A estrutura do problema é a de uma tendinopatia: o tendão recebeu mais carga do que podia suportar. Por isso valem as mesmas regras — o repouso alivia mas não repara, e a parte que muda as coisas é uma carga progressiva bem doseada.
Depois há o nervo cubital, o do «formigueiro da cotovelada»: quando fica irritado no seu canal dá formigueiro no mindinho e no anelar. É um quadro diferente e há que reconhecê-lo, porque o programa muda.
Quando faz sentido ser visto
Os motivos mais frequentes:
- Dor no lado externo do cotovelo quando aperta ou levanta alguma coisa
- Dor ao pegar na chávena do café ou ao rodar uma maçaneta
- Dor no lado interno depois de trabalhos manuais ou treinos com pesos
- Formigueiro no mindinho e no anelar, sobretudo com o cotovelo dobrado
- Dura há meses e sempre que recomeça volta ao ponto de partida
- Experimentou cotoveleira e anti-inflamatórios sem mudanças duradouras
O que é possível à distância e o que não é
O cotovelo é comodíssimo de avaliar em videochamada: vê-se bem, e quase tudo passa pelos gestos que faz e pela carga.

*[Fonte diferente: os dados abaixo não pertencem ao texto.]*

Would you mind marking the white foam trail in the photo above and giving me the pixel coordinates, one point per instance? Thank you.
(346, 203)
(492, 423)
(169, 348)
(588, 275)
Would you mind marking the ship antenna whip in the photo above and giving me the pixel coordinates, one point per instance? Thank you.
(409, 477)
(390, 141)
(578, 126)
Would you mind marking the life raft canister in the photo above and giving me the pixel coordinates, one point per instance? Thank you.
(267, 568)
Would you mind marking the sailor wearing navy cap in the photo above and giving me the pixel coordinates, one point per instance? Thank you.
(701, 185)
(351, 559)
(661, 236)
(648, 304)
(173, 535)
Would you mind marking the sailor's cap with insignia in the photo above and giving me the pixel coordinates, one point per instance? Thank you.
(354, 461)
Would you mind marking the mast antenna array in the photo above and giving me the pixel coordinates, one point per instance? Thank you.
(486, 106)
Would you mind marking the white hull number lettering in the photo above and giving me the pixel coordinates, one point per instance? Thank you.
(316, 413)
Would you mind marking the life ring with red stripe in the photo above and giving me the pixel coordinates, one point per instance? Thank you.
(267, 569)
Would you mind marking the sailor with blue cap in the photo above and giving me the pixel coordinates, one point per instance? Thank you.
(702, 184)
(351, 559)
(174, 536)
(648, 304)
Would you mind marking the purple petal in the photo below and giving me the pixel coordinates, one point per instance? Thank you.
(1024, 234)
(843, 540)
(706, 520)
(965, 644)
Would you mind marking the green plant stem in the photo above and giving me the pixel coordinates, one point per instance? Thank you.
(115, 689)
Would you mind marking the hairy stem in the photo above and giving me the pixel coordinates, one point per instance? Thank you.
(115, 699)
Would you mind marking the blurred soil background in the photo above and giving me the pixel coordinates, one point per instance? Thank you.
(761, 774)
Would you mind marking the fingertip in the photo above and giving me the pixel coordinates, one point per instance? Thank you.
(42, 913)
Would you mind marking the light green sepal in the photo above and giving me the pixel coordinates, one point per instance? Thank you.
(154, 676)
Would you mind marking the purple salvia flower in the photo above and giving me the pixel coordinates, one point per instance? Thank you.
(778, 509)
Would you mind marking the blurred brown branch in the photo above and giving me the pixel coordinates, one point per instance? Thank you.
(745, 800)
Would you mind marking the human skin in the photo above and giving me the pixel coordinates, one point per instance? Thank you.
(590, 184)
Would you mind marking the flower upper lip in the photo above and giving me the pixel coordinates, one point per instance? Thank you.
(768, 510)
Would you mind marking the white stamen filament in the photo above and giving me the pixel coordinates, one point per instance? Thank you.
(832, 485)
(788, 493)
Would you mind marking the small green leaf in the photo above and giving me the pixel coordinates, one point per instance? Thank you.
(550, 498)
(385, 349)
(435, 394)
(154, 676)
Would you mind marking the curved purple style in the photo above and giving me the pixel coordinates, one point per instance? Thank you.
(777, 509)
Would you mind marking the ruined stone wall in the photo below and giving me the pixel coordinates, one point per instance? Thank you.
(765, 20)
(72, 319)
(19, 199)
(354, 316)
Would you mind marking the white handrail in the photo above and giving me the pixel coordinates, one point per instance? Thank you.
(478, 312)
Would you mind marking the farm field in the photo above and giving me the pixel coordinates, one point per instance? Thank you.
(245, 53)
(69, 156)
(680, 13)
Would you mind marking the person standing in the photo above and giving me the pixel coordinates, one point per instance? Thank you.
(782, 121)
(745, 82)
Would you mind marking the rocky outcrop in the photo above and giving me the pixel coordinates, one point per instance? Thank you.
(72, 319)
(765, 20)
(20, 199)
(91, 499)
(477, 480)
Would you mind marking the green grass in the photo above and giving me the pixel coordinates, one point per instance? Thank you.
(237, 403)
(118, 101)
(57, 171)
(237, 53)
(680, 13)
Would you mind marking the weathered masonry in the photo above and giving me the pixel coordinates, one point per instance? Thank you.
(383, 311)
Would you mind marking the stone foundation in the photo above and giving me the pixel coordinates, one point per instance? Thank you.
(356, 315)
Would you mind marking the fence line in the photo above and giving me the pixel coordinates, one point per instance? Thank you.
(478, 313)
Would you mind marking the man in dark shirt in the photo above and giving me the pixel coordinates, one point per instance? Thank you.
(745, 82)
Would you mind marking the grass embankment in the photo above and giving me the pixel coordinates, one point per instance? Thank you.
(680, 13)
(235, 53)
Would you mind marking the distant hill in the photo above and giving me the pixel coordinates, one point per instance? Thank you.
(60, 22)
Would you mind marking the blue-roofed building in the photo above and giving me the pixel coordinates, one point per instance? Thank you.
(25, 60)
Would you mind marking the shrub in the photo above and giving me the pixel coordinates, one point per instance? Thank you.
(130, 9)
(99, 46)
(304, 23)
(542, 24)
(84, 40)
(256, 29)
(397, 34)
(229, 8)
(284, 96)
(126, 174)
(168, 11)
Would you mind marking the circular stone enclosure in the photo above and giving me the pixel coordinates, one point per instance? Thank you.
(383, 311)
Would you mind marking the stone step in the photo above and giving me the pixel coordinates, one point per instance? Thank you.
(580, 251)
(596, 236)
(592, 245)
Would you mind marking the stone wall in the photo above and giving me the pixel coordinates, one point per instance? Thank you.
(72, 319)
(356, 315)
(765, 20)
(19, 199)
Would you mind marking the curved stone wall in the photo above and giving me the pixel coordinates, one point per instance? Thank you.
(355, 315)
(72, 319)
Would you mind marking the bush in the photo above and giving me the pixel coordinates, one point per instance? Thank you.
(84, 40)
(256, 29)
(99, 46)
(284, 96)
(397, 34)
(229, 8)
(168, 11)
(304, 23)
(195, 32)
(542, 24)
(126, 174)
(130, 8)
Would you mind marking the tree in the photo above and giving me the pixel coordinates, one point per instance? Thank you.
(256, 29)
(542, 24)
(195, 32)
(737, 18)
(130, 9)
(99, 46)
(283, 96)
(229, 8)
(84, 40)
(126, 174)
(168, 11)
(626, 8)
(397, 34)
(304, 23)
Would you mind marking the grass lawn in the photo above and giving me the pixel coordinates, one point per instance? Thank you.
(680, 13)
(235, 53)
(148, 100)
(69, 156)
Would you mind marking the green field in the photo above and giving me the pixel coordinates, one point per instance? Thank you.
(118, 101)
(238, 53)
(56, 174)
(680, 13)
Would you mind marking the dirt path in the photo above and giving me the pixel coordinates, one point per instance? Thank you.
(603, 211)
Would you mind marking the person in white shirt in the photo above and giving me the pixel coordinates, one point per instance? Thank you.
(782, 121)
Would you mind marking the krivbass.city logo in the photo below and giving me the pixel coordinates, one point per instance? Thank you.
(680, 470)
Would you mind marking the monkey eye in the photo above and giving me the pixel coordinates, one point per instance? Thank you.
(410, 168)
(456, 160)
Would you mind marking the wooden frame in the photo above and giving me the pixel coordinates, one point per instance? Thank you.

O que é possível à distância
- Reconstruir o que mudou nas semanas antes de aparecer
- Distinguir uma tendinopatia de um problema de nervo, que se tratam de forma diferente
- Montar o programa de carga progressiva, o tratamento com mais provas
- Vê-lo executar os exercícios e corrigir a execução
- Adaptar os gestos de trabalho, as ferramentas e as pegas que lhe acendem o sintoma
O que não é possível
- Terapia manual e tratamento dos tecidos moles
- Ondas de choque, tecar e terapias instrumentais
- Infiltrações e eletromiografia
Se o formigueiro for constante ou sentir a mão a perder força, é preciso uma avaliação médica: os nervos não esperam.
Perguntas frequentes
Quanto demora a passar a epicondilite?
Meses, como toda a tendinopatia. É um dado incómodo mas é melhor sabê-lo antes: quem espera duas semanas abandona o programa justamente quando ele começaria a resultar.
A cotoveleira serve?
Pode reduzir a dor durante as atividades e é útil como ajuda temporária. Sozinha não resolve, porque não faz o que o tendão precisa, que é ser carregado de forma progressiva.
Tenho de deixar de trabalhar ou de treinar?
Quase nunca por completo. Reduzem-se e modificam-se os gestos que acendem o sintoma, mantendo o resto. A inatividade completa enfraquece o tendão e torna o regresso mais difícil.
As infiltrações de cortisona funcionam?
Dão alívio rápido, mas ao fim de meses os estudos mostram resultados piores do que o exercício. É uma decisão médica: se a fizer, faz sentido acompanhá-la do trabalho de carga, não usá-la em vez dele.